The Honda CB50 is a 50 cc, single-cylinder, four-stroke, SOHC street motorcycle manufactured by the Honda Motor Company, from 1971.

The model was originally introduced in the Japanese domestic market as the Benly CB50. It was the smallest engine size in the CB series and quickly became popular with young riders due to its sporty styling, including a long, two-tone fuel tank.

The original Japanese market model, known as the CB50K1, was characterized by a high-performance, air-cooled, four-stroke engine. This 1971 model was capable of a maximum output of 6 PS (4.0 kW) at 10,500 rpm, with a reported maximum speed of 95 km/h.
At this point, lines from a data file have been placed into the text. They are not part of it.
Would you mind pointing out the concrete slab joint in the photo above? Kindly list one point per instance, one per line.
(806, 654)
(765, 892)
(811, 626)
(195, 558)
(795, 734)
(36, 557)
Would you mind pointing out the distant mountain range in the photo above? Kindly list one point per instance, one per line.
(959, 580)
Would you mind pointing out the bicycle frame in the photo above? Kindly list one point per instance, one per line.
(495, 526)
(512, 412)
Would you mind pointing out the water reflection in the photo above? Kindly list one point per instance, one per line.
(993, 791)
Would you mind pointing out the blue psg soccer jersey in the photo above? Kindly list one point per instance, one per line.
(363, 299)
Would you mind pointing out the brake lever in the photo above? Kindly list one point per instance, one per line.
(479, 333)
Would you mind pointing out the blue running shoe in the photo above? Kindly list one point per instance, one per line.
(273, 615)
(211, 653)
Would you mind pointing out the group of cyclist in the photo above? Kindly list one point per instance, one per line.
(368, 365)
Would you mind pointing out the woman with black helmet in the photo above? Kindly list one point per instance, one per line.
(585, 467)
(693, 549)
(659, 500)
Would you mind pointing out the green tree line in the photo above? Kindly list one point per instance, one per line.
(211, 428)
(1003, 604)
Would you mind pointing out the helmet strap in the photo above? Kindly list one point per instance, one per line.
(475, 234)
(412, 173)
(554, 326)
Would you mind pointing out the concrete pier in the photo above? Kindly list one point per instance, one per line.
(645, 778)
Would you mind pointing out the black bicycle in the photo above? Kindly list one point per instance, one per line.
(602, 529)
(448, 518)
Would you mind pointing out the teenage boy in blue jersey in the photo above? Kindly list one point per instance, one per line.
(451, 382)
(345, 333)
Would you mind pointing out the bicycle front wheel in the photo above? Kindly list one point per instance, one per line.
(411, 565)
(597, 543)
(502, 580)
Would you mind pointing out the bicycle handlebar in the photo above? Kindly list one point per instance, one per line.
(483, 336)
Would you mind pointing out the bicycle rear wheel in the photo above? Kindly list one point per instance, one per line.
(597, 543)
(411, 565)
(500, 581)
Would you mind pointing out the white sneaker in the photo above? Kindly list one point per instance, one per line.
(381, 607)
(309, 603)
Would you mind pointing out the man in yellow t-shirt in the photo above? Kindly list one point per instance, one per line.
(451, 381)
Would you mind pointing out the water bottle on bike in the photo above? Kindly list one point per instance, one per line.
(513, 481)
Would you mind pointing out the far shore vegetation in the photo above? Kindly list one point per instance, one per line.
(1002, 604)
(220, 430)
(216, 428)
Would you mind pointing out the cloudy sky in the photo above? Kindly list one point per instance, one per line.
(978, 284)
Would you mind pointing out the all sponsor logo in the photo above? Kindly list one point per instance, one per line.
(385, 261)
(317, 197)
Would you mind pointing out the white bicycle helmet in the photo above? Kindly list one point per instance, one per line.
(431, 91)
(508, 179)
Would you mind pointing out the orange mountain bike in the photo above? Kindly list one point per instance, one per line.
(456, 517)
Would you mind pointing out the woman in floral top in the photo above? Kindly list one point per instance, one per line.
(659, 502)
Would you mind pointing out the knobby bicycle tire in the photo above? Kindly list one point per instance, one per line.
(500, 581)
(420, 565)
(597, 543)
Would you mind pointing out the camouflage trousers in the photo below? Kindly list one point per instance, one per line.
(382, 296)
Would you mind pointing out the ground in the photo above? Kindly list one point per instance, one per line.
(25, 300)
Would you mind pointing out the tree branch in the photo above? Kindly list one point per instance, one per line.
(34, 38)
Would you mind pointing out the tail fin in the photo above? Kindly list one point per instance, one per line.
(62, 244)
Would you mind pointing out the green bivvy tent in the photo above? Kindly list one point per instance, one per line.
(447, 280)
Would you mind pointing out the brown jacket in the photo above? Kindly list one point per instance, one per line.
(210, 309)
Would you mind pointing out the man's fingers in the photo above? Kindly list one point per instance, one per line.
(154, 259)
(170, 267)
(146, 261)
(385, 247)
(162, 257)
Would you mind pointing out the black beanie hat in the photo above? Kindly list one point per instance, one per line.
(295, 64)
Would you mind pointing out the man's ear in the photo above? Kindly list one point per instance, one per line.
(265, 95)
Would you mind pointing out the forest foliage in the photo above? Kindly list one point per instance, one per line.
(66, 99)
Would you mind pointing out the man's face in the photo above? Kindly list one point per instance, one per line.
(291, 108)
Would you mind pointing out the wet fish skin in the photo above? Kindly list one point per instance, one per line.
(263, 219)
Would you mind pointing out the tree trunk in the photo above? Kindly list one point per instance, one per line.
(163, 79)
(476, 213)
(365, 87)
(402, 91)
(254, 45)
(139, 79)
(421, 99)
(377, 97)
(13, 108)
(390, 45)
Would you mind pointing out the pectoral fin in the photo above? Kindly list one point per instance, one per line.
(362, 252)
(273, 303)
An upgraded version, the CB50JX-1, followed in 1973, featuring an uprated engine with slightly higher output, and the addition of a cable-operated front disc brake as a luxury feature. The motorcycle experienced significant changes when it was exported to European markets, often around 1978, as the CB50J. Due to new European regulations designed to classify 50cc machines as "Slo-peds" for riders under 17, the engine's power was drastically restricted. The European specification was down-rated to just 2 bhp at 5,500 rpm, reducing the top speed to only 40 km/h (25 mph).

Despite these regional limitations, the CB50 remains fondly remembered as an entry-level bike that sparked a lifelong passion for riding in many.